Ask George: What’s your opinion of open restaurant kitchens? George G., St. Louis
Diners have forever wanted to know what goes on behind the kitchen doors. Opening up those doors—by knocking down a kitchen wall—answered many questions, but also caused a new set of problems.
Here are some advantages and disadvantages:
Advantages
- A restaurant’s kitchen is the source of many horror stories—opening up the kitchen allays many of the fears associated with those stories by basically saying, “We’ve got nothing to hide.” The advent of fast-casual restaurants (places that make your meal right in front of you) were a positive addition to the restaurant scene.
- Being able to observe chefs in every stage of a meal’s production is both educational and entertaining.
- With the kitchen now a stage, chefs and assistants are forced to work cleaner and quieter—there is less tossing of pots and the language that often accompanies it.
- With more eyes in the kitchen, chefs arguably tend to fuss over dishes more than they would otherwise.
- Aromas—a powerful sense when discussing food—become front and center.
- Open kitchens have forced kitchen staffers to wear plastic gloves, which did not always happen in a closed-off environment.
Disadvantages
- It’s difficult to keep a kitchen quiet: The clanging, the banging, the slamming, the cursing makes having an open kitchen a constant challenge.
- A lot of an open kitchen’s (usually fluorescent) light ends up in the dining room, which doesn’t do much for the ambience.
- A restaurant with an open kitchen opens itself up to guests critiquing the kitchen as well as the food—and social media has shown the incredible divergence in guest’s opinions. They may not admit it, but most restaurant owners think giving the customer more fodder criticize is problematic.
Some customers prefer open kitchens; some do not. I say yes, with reservations. For example, I love how Katie Lee of Katie’s Pizza & Pasta turns down the harsh lights in her wall-length open kitchen at night, so customers feel like they’re looking into a home kitchen rather than a commercial one.
The same goes for chefs. Chef/owner Brian Hardesty of Element based his floor plan on an open kitchen that runs the length of the main dining room. Dining out nowadays is experiential; it’s also part theater. Those components are working at Element.
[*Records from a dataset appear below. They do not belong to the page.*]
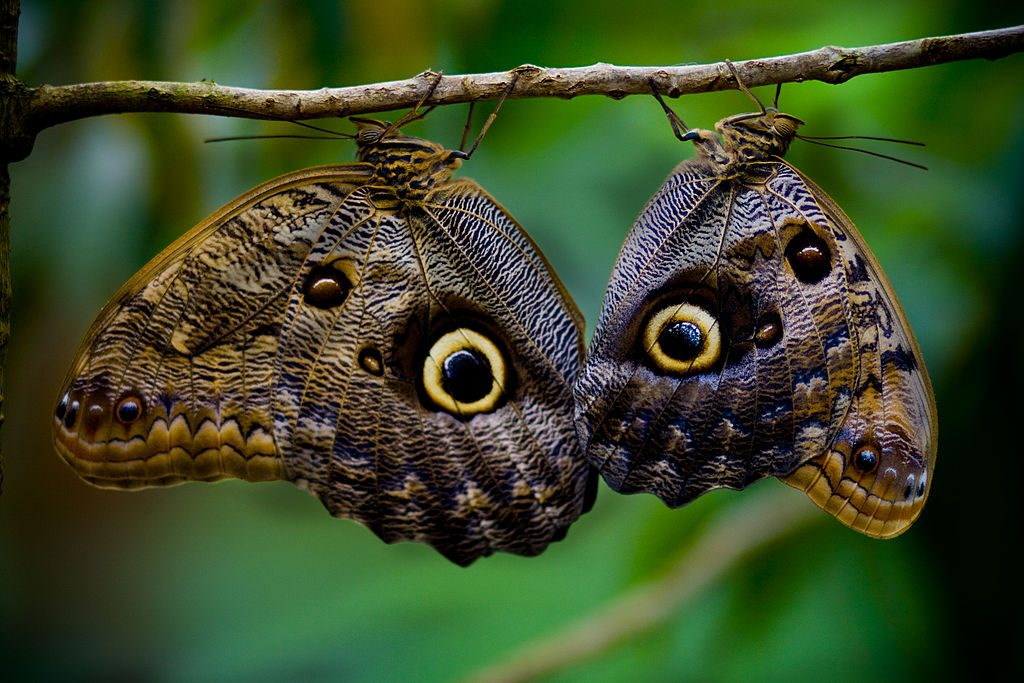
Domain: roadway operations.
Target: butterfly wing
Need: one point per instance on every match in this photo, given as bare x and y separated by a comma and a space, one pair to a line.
735, 343
876, 476
287, 336
708, 252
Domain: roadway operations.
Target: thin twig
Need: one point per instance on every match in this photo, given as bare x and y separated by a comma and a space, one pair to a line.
739, 531
53, 104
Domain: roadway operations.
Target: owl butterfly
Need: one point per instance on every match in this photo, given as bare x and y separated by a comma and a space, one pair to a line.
748, 332
377, 333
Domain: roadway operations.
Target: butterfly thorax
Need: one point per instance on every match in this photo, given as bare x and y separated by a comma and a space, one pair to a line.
744, 139
408, 167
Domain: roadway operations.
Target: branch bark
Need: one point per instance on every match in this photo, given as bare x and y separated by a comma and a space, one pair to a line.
11, 96
52, 104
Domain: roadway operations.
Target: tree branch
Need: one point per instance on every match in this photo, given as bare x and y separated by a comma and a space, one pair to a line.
11, 96
52, 104
738, 531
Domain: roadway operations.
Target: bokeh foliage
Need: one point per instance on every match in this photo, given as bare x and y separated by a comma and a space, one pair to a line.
242, 582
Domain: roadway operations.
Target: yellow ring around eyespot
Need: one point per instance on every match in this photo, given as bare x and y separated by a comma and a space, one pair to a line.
711, 345
458, 340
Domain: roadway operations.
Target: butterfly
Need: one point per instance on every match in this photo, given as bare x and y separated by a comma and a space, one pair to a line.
748, 332
377, 333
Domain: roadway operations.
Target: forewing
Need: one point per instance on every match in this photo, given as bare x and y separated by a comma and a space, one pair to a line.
174, 380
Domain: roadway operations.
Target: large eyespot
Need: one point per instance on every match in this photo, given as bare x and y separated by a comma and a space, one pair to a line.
682, 338
464, 373
808, 256
328, 285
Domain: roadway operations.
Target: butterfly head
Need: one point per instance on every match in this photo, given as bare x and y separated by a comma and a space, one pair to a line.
408, 165
753, 137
John O’Brien, chef/owner at Three Flags Tavern, sees it differently. “The restaurant is the stage; the kitchen is backstage,” he says. “For me, seeing what’s going on backstage ruins the performance. When I’m dining, I don’t need to see proteins being broken down or cooks cutting their fingers. And I don’t really want my customers to crane their necks looking back into the kitchen thinking, ‘Where is my food? Is that my food? Why is that guy touching my food?’ It’s distracting. It’s unnecessary.”